The powerful National Republican Congressional Committee, the party arm in charge of ensuring GOP members are elected and re-elected to Congress, will stop spending on U.S. Rep. Mike Coffman’s behalf in the 6th Congressional District.
The group confirmed the decision on Friday to The Colorado Sun.
The NRCC had spent or reserved more than $2.1 million in television ad spending for Coffman, a five-term incumbent, as he battles Democrat Jason Crow.
The group is taking back the last $1 million it had to spend through Election Day.
“Mike’s been outspent three to one by Jason Crow and his Super PACs and of course it is disappointing that Republican groups aren’t up for the fight,” Coffman’s campaign manager Tyler Sandberg said. “Mike’s spent his life in service of country and we know his supporters will rally.”
Coffman’s campaign staff on Friday afternoon was preparing an email to supporters rallying them for the final push toward Nov. 6, saying that they were neither “sad or surprised” by the funding cut, which comes just as Colorado voters are beginning to receive their ballots.

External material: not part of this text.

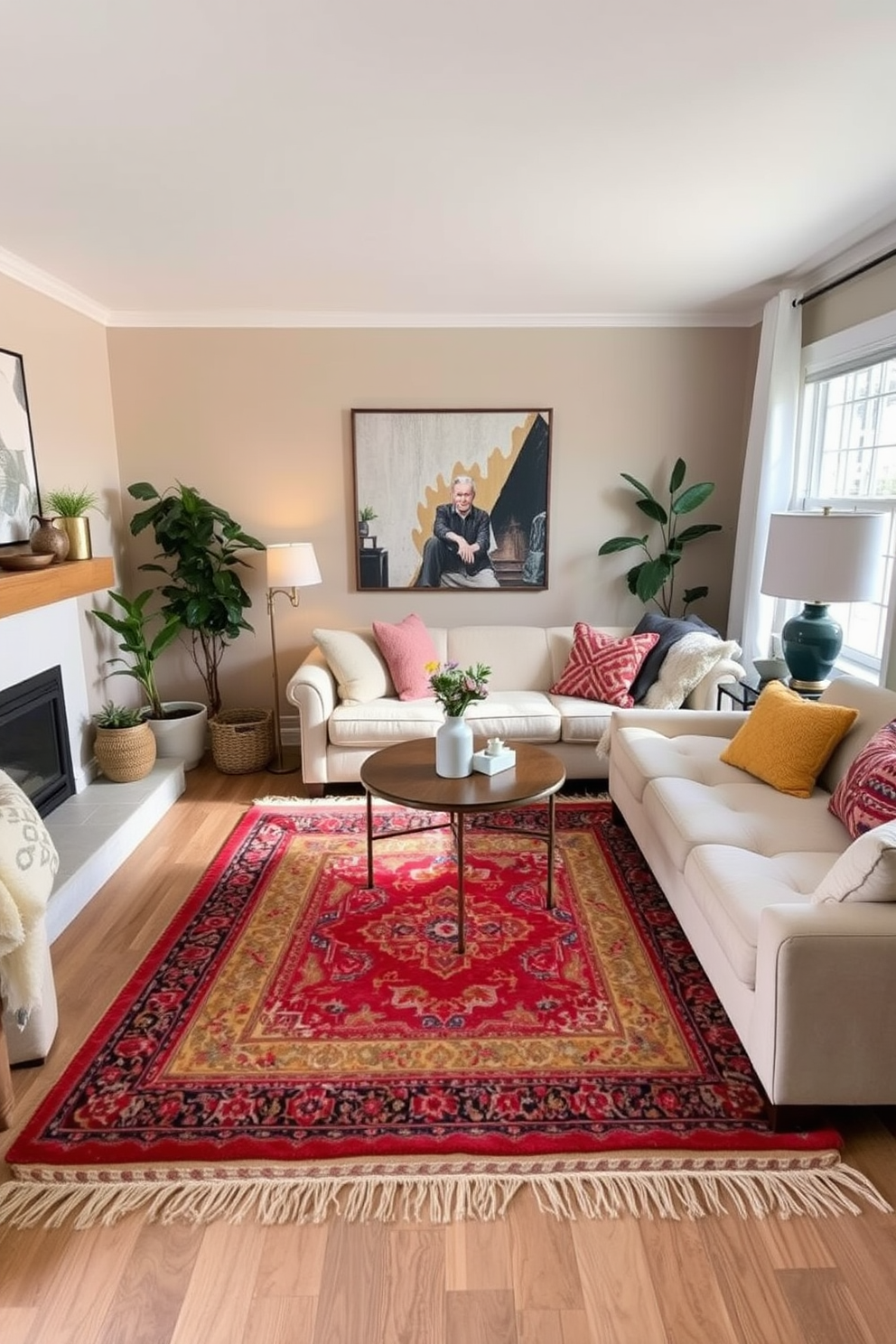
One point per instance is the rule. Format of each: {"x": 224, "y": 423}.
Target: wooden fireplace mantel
{"x": 24, "y": 590}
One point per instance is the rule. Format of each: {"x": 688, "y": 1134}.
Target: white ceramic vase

“The news from Washington, D.C., is disappointing — our national allies are pulling resources out of this battleground,” the note from Coffman says. “… Establishment Republicans in Washington, D.C., don’t know how to fight. I’m a Marine. And I do.”
The email added: “But I need you.”
The NRCC’s move follows a similar one by the House Speaker Paul Ryan-linked Congressional Leadership Fund, which slashed spending in the race earlier this month.

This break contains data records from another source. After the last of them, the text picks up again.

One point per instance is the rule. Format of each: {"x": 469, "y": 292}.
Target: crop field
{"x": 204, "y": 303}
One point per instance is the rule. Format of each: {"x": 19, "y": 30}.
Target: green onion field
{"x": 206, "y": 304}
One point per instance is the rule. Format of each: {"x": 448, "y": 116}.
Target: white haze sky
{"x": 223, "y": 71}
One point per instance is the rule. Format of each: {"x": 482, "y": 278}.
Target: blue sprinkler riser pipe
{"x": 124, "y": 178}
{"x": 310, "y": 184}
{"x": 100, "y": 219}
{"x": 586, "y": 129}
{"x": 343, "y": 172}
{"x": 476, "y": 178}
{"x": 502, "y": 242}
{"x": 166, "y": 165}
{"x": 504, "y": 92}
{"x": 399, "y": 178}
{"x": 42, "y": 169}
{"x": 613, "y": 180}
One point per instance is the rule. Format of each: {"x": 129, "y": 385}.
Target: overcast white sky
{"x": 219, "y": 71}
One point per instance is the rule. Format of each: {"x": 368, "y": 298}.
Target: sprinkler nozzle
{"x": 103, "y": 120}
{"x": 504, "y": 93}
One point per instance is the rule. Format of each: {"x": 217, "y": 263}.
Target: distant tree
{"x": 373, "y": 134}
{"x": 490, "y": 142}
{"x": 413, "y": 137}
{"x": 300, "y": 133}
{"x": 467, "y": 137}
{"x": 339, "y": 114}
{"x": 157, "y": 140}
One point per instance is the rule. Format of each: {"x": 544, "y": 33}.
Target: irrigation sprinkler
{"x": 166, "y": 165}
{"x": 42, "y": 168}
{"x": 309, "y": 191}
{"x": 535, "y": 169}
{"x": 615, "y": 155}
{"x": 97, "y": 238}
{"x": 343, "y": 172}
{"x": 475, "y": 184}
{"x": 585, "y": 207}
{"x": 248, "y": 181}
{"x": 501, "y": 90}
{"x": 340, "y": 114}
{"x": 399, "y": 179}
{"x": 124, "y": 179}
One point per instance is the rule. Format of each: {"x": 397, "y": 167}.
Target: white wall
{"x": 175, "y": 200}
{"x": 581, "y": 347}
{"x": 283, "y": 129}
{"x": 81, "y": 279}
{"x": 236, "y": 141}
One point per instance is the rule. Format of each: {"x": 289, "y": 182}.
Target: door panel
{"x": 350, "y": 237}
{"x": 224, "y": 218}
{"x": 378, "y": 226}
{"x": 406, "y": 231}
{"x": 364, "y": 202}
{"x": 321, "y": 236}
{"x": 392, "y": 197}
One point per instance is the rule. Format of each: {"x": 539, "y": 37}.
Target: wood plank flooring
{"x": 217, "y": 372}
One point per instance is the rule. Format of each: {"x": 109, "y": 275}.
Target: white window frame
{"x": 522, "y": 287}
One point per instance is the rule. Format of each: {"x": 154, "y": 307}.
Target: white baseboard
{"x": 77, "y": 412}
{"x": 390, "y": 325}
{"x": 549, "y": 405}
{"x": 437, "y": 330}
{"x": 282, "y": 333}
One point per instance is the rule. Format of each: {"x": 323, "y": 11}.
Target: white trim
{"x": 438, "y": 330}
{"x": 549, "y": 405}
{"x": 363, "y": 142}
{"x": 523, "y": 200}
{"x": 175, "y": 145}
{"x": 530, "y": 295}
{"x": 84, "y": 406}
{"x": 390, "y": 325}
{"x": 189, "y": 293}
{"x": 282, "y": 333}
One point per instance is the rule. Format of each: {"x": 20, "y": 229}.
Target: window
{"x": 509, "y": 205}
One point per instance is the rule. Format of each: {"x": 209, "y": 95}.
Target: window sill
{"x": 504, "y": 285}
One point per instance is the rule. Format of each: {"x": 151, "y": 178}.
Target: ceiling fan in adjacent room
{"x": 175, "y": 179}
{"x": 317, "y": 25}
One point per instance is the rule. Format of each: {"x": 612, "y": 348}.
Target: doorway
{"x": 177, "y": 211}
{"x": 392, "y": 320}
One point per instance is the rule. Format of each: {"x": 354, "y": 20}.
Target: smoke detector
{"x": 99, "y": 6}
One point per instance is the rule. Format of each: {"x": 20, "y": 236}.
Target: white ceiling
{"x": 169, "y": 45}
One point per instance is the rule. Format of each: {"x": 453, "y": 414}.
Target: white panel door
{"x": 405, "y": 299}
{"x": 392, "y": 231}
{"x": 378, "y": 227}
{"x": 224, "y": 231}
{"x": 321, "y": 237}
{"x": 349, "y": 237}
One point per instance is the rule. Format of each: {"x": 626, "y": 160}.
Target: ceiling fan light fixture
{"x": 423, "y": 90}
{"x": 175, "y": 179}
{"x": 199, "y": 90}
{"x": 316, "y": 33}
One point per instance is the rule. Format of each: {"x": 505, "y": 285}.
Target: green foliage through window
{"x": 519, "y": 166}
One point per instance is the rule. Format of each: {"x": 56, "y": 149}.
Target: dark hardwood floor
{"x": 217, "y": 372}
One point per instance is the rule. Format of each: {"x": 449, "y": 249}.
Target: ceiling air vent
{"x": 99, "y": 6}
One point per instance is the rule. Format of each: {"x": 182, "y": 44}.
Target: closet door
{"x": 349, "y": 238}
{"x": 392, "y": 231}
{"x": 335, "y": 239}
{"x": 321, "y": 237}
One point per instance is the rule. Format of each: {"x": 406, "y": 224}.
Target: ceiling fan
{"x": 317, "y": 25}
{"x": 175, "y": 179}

The NRCC, one of the biggest outside spenders on Coffman’s race, picked up some of the slack after the Congressional Leadership Fund backed out of the contest, Politico reported.
A reporter from the McClatchy News Service was first to report the NRCC news on Friday.
The 6th District race has been among the most expensive U.S. House races this cycle. The majority of the spending has come from groups backing Crow, a Denver lawyer and first-time candidate.
A recent New York Times poll showed Crow leading Coffman by 9 points. Coffman’s campaign, however, has maintained that the race is much closer — even neck and neck.
The NRCC is working to keep the Republican majority in the House, moving spending around across the nation as it battles of predictions of a so-called “blue wave” of Democratic victories.